The consequences for the local population have been insidiously devastating - birth defects in Iraq have rocketed since the 2003 invasion with the most obvious reason being the prevalence of DU-related radiation from munitions used in urban zones. The rate of genetic defects and mutations, as well as related illnesses such as cancer, is considerably worse in parts of Iraq now than thosd measured in post-1945 Hiroshima and Nagasaki. (More information HERE; caution contains extremely graphic and upsetting images)

"Highly stimulating" -  Dr Strangelove satirised the atomic fetish
The fetishistic attachment of some political leaders to nuclear missiles has been satirised many times over, perhaps most powerfully by Peter Sellars in Dr Strangelove, but it is a case where real life has at times been too extreme to be believable.

This last few weeks, we have seen a potential breakthrough in limiting the spread of these awful weapons. Although it is questionable whether Iran has been planning on building its own nuclear bomb, an outline agreement with the international community paves the way to halt any such possibility. The US Congress Republicans have been indicating hostility to the agreement, but as President Obama has observed, rejecting it would leave them with the sole option of fighting yet another war in the Middle East.

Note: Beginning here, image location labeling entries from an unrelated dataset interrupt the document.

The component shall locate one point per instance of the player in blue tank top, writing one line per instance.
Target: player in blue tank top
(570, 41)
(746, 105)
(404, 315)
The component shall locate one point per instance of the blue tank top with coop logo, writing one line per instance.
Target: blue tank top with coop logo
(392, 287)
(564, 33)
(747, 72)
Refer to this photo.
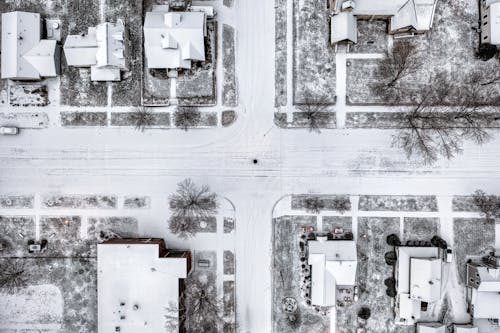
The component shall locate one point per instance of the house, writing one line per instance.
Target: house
(490, 21)
(137, 279)
(103, 48)
(333, 265)
(418, 282)
(25, 56)
(431, 328)
(465, 329)
(483, 293)
(404, 16)
(173, 40)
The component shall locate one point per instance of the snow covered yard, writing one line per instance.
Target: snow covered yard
(313, 57)
(448, 47)
(60, 296)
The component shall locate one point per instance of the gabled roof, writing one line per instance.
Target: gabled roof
(333, 264)
(490, 279)
(174, 39)
(465, 329)
(24, 55)
(102, 49)
(344, 28)
(425, 279)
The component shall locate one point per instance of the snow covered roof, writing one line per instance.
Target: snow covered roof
(414, 15)
(465, 329)
(333, 263)
(425, 279)
(407, 278)
(103, 49)
(431, 328)
(174, 39)
(24, 55)
(135, 285)
(486, 304)
(408, 310)
(490, 279)
(494, 27)
(344, 28)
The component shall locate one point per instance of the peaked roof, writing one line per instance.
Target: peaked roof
(333, 263)
(24, 55)
(174, 39)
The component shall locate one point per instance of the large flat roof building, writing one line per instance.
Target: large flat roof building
(173, 40)
(137, 279)
(25, 56)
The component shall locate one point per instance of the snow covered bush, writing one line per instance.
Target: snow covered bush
(141, 118)
(186, 117)
(12, 275)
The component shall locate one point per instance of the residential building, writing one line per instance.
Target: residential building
(431, 328)
(404, 16)
(418, 282)
(490, 21)
(103, 48)
(333, 267)
(137, 279)
(173, 40)
(483, 293)
(25, 55)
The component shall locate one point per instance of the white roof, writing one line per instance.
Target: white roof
(431, 328)
(486, 304)
(24, 55)
(465, 329)
(80, 50)
(494, 9)
(425, 279)
(408, 311)
(490, 279)
(344, 28)
(110, 45)
(416, 14)
(174, 39)
(102, 46)
(134, 274)
(333, 264)
(405, 253)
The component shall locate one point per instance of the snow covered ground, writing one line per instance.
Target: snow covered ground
(125, 162)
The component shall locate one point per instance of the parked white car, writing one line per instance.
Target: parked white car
(448, 255)
(9, 130)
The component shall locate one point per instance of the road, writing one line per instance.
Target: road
(289, 161)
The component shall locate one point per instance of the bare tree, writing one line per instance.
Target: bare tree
(315, 112)
(186, 117)
(429, 132)
(402, 62)
(188, 205)
(199, 310)
(12, 276)
(193, 201)
(488, 205)
(183, 226)
(142, 118)
(313, 205)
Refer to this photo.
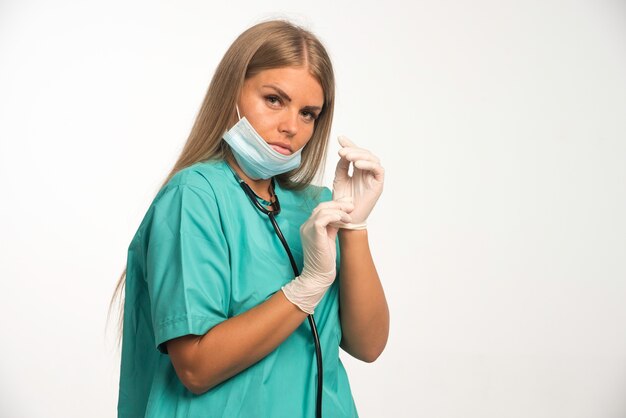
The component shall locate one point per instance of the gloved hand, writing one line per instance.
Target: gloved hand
(320, 255)
(364, 187)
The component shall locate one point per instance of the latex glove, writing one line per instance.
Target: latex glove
(320, 255)
(364, 187)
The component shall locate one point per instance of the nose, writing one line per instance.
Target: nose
(288, 123)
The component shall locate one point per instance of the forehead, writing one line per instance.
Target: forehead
(297, 82)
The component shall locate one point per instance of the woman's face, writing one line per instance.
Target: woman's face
(282, 105)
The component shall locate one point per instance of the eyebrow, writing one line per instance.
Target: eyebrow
(286, 96)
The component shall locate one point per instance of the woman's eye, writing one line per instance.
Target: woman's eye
(273, 100)
(309, 116)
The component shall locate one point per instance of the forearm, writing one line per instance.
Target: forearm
(235, 344)
(363, 306)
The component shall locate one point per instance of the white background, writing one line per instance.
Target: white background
(500, 237)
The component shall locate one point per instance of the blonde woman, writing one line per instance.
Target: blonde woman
(243, 279)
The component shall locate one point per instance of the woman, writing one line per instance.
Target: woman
(215, 305)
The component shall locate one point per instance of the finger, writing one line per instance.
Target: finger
(376, 169)
(353, 154)
(345, 142)
(341, 172)
(329, 216)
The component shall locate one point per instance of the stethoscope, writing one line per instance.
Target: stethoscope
(272, 216)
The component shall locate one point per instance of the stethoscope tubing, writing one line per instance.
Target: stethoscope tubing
(318, 350)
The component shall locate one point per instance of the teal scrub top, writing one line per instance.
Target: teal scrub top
(202, 254)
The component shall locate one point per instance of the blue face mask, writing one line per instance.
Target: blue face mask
(254, 156)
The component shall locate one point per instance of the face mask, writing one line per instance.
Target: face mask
(254, 156)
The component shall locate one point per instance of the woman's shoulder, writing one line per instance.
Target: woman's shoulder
(205, 176)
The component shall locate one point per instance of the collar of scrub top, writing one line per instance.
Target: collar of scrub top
(254, 198)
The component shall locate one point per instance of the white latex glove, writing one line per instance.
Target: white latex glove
(320, 255)
(364, 187)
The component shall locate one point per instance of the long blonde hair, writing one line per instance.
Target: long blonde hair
(268, 45)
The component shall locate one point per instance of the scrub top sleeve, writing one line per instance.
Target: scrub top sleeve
(187, 264)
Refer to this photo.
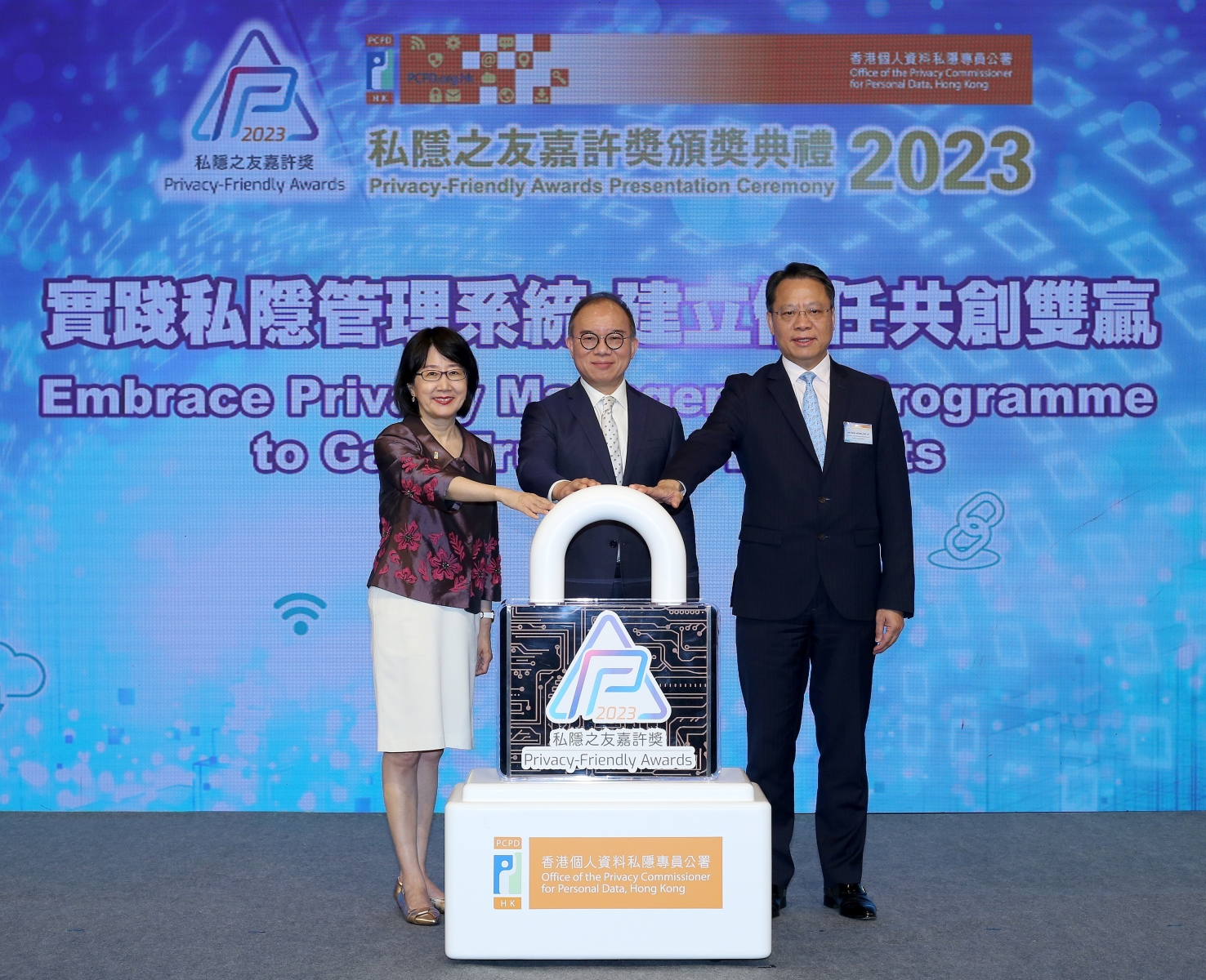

Iran, centre, & where nuclear bombs are in the Middle East
There are now more nuclear weapons states than ever - Iran is surrounded by them, with Israel holding the largest arsenal in the Middle East and steadfastly refusing to let anyone from the UN inspect it. India and Pakistan have atomic bombs and Saudi Arabia almost certainly has the capacity to create one. Only South Africa and some of the former Soviet states have ever renounced their nuclear weapons, while the British political establishment is hell-bent on renewing our Trident nuclear system at huge cost - as much as £100 billions even although the global scene is now so changed from when it was originally acquired.

There is enough weaponry on the planet to eradicate all life five or six times over within a few hours. In order to carry on living, we may put this fact to the back of our minds, but the awful truth is that by this time tomorrow, we could be extinct along with every other living thing. Indeed, in 1983, technical accident almost led to an all-out holocaust had it not been for the prompt and courageous thinking of a sole Soviet officer, Stanislav Petrov, who realised just in time what was happening.

So the real remembrance of Hiroshima and Nagasaki should not simply be to solemnly remember the dead. It must also be to determine now more than ever that the greatest testament to those who perished would be if humanity does indeed work to renounce and remove these planet-killing weapons once and for all.